Что остается в финале, после любви? Пустота. И что остается от человека после смерти? У некоторых живая память, не позволяющая им двигаться дальше, они застревают, как муха в янтаре, но он, Гонза, не таков. Он предпочитал забывать, иначе короткая память переполнялась, как мочевой пузырь, и требовала облегчиться. Облегчение чаще всего настигало в словах, а поскольку ему всегда форма была интересней содержания, то сочиненный текст нес мало связи с реальностью, зато его всегда можно было использовать для того, чтоб в отражении общего себя явно увидела какая-то частная — и увлеклась. Прекрасное применение памяти о тех, кого уже нет — уловление тех, кто есть. Он и пользовался. Но нет, не помнил по-настоящему. Нахрена помнить по-настоящему, это чтобы раны не зарастали? Он не подписывался на такое.
Но жизнь однажды подписала его на Прагу, перепрошила память нестираемым.
Бродил бесцельно, отказываясь вспоминать. Ибо зачем? Сделать уже ничего не сможешь. Только складывать многослойный текст о пустоте внутри и снаружи, проводя время до точки в эпилоге. Только лететь, быть в движении, не прерываться, не останавливаться.
Ноги сами принесли на поле Чудес. Ну и какую мечту ты готов зарыть здесь под апельсиновым деревцем, какое золотце? Близ ателье проката костюмов у дверей сиротливо притулился женский манекен в маске, треуголке, амазонке, в полутемной пыльной витринке гроздьями свисало местное серебро — кулоны, браслеты, серьги, длинные гирлянды ажурных цветов, легчайше соединенные между собой, им предлагалось парить от мочки уха вплоть до женской ключицы, охватывать запястье, ласкать горло… жаль, больше некому подарить. Анеля фыркнет и не наденет. В Санта-Мария-деи-Мираколи, похожей на изысканную резную шкатулку из мрамора теплейшего сливочного оттенка, внезапно свадьба, хоть и в будни — двери распахнулись, и человеческая итальянская лава бурно вылилась на ступеньки. Размахивающая букетом невеста столь явно превосходила бюстом и кормой чаяния любого здорового мужчины, что Гонза тепло подумал об ее избраннике — повезло чуваку, лишь бы справился, не надорвался. Гонза знал, что на встреченную свадьбу тут полагается загадать желание, в каждом городе сотни мест, где полагается его загадать, но давно оставил эту традицию — на каждую памятную намоленную точку не хватит мечт, да и вовсе их не было, тех желаний, уже давно. Он бывал ведь в таких местах, где исполняется вообще все — включая Стену Плача и резиденцию Далай-Ламы, — но бывал там не ради суеверий, а полноты жизни для. Невеста, хищно оскалясь, бросила в толпу свадебный букет, и все это было совершенно наивно, так несбыточно, трогательно и нелепо, что… хорошо, ладно, пускай, все равно не исполнится.
Он хотел бы повидаться. Еще раз повидаться с той, что под белым камнем.
Но что говорить об этом. Глупо даже думать.

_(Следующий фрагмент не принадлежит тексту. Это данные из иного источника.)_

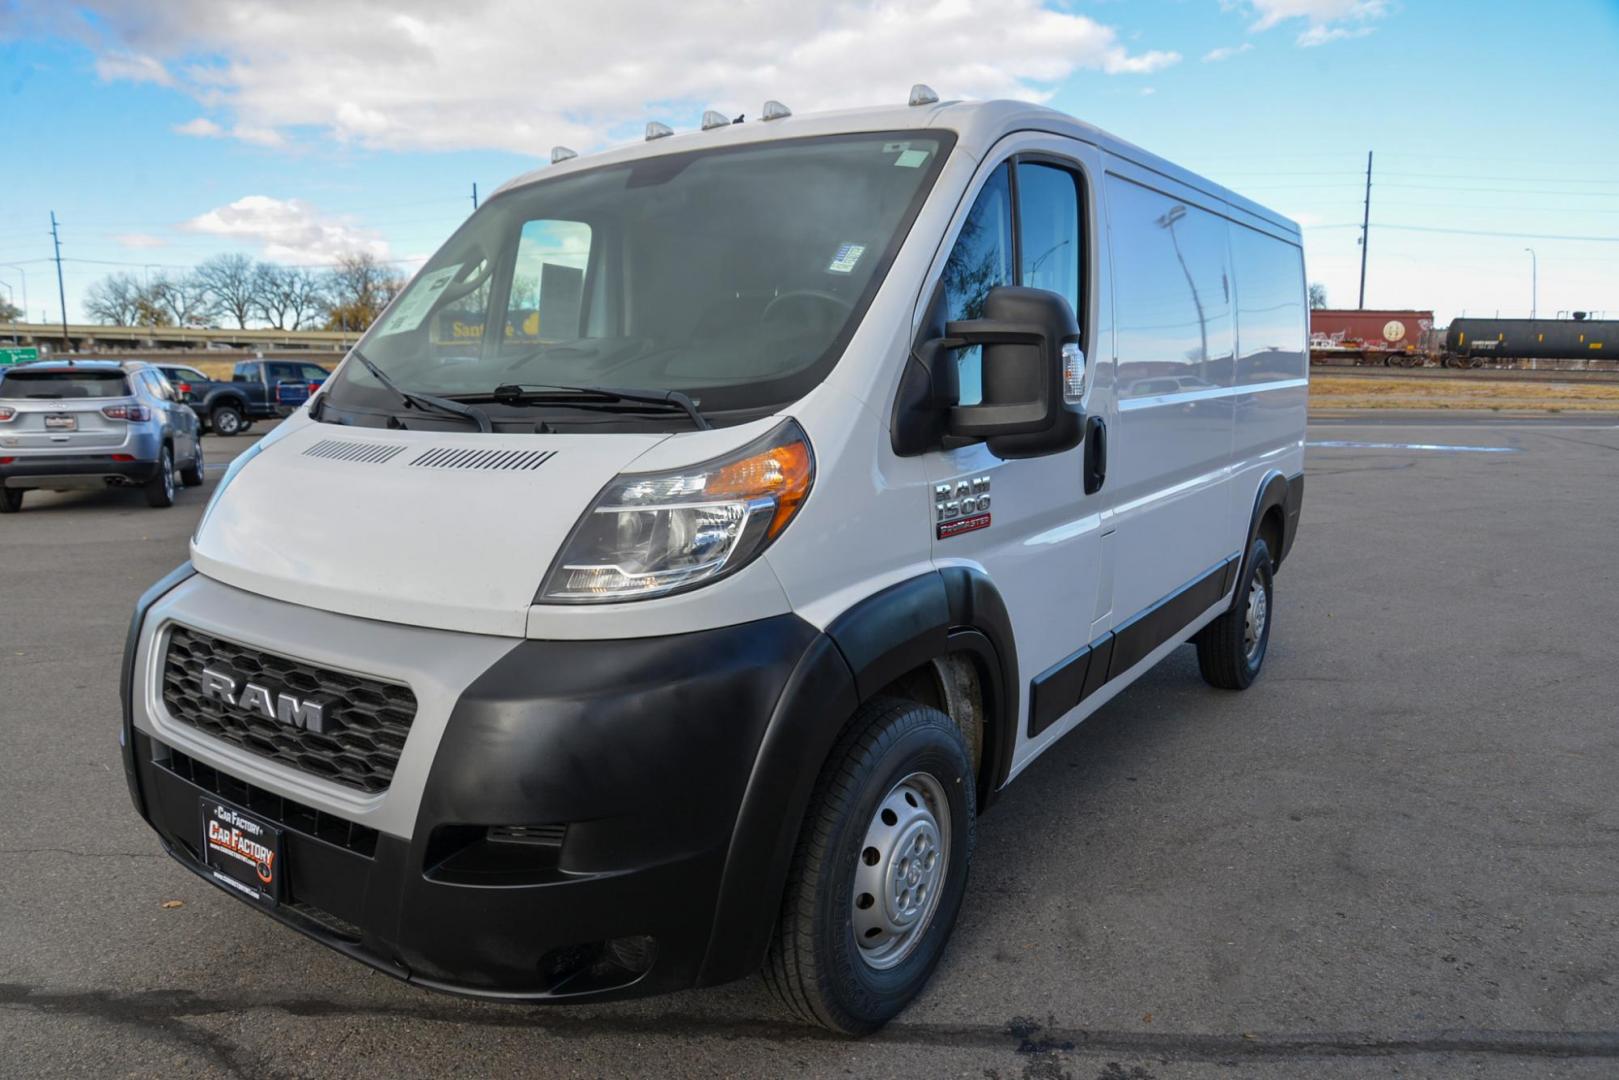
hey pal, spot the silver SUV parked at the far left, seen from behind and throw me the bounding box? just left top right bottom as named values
left=0, top=359, right=202, bottom=513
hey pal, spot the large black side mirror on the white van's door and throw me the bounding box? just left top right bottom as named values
left=929, top=285, right=1085, bottom=458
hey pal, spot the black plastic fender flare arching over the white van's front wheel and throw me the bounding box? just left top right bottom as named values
left=696, top=567, right=1018, bottom=986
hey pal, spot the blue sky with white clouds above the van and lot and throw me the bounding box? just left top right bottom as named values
left=0, top=0, right=1619, bottom=324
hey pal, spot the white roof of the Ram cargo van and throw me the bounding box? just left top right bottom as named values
left=495, top=100, right=1298, bottom=238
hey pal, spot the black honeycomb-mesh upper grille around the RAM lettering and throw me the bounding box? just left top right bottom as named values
left=164, top=627, right=416, bottom=792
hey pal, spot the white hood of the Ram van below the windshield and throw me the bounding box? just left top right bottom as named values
left=191, top=419, right=669, bottom=636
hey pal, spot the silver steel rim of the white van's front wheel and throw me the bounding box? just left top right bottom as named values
left=850, top=772, right=950, bottom=972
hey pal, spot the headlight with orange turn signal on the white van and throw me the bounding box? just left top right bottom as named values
left=538, top=421, right=814, bottom=604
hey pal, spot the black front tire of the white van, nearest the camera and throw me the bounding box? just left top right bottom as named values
left=764, top=699, right=978, bottom=1035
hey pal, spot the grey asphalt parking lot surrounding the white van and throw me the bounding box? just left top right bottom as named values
left=0, top=416, right=1619, bottom=1080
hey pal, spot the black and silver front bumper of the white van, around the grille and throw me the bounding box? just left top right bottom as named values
left=123, top=578, right=848, bottom=999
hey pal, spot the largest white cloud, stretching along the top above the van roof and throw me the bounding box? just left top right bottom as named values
left=57, top=0, right=1180, bottom=154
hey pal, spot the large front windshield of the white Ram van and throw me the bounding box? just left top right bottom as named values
left=327, top=131, right=950, bottom=423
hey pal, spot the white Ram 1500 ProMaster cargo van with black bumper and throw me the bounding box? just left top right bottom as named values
left=123, top=92, right=1307, bottom=1033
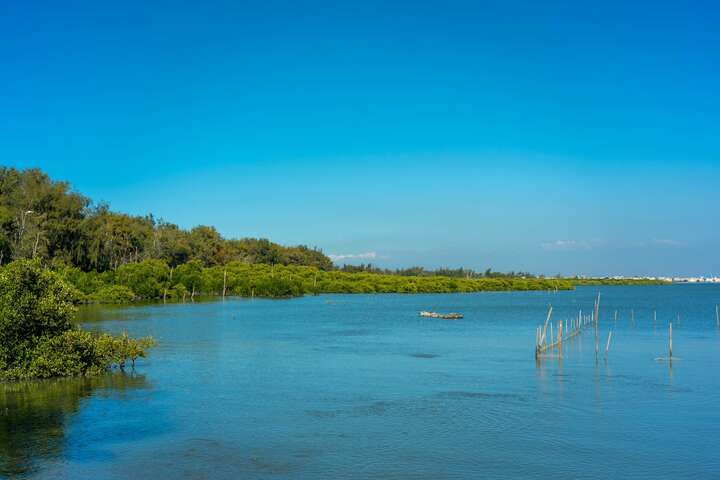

Флердоранж прилетел, чуть не хлестнув по лицу. Подумал и отдал ближайшей взвизгнувшей от удивления синьорите. Чужая свадьба — лучший способ ощутить и себя чужим на празднике жизни. И удивился, когда, протискиваясь в толпе гостей, мигом охватившей, обтекающей его, ощутил руку обукеченной им синьориты не где-нибудь, а у себя ниже пояса — притерлась, затем сделала невинные глаза. Девчонка была очень юной и человеческой, ничего лишнего он в ней не ощутил. Не, ну конечно, внимание всегда приятно, однако, несмотря на известную открытость экспериментам, Гонза любил проявлять инициативу сам, выбирать тоже сам и немного изумлялся, когда бойкое молодое поколение успешно его объективировало. Девчушка подержалась за ширинку весьма уверенно, а теперь улыбалась как ни в чем не бывало. Хитиновый друг внутри аж возрадовался: еда, сама пришла! Отыметь и съесть! Но был вновь осажен. Момент… они посмотрели друг на друга, поняли друг друга, а после она утекла с толпой, а он не сделал и движения вслед.
Что-то явно происходило вокруг, и Гонза не понимал, что именно.
Но оно начинало ему не нравиться.
В этот раз многовато секса было разлито в воздухе. Да, много даже для него.
Липкая, сладкая ловушка для насекомых.